Friday, July 7, 2023

Stalin’s 1937 Deportation of Koreans First Such Action Against an Entire People

Paul Goble

            Staunton, July 4 – In August 1937, Stalin ordered the deportation of all the ethnic Koreans from the Russian Far East, the first time he had called for such action against an entire nationality and a model, often forgotten today, for the subsequent deportations of the punished peoples of the Caucasus and the north-western part of the USSR.

            Most of the 175,000 Koreans were moved to Kazakhstan and Uzbekistan, and their descendants are now trying to recover their language and national identity despite the obstacles first of Soviet power and then of the post-Soviet governments (beda.media/special/koryo-saram-v-chirchike-istoriya-koreyskoy-diaspory-v-centralnoy-azii).

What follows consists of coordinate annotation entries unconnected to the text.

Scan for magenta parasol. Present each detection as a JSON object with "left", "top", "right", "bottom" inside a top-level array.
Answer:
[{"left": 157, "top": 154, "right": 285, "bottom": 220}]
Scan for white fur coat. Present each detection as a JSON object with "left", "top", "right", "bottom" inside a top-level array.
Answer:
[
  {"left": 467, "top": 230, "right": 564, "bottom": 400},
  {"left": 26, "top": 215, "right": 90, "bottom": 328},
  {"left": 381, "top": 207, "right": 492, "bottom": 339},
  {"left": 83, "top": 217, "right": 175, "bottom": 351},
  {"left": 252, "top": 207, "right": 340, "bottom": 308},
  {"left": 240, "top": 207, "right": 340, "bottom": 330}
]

            The Beda news portal spoke with Svetlana Tsay, a Korean activist in the Uzbek city of Chirchik who did not begin learning Korean until she was 36 but now teaches the language to some of her compatriots and promotes the recovery of both the language and the identity of that nation. Dialect

            Because of the lack of linguistic contacts with Korea, she says, the Korean language of the first Russian Koreans has changed to the point that it is a dialect, once close to the language spoken in North Korean but now closer to that spoken in the south, although this division, she concedes, follows generational lines.

            Between 1937, the time of deportation, and April 1991, when the USSR was collapsing, Korean had no official status in the Soviet Union. After Uzbekistan gained independence, it began to promote “the rehabilitation of the Koreans” and their language. But progress has been slow. The old remember, but many of the young are now leaving to go to South Korea.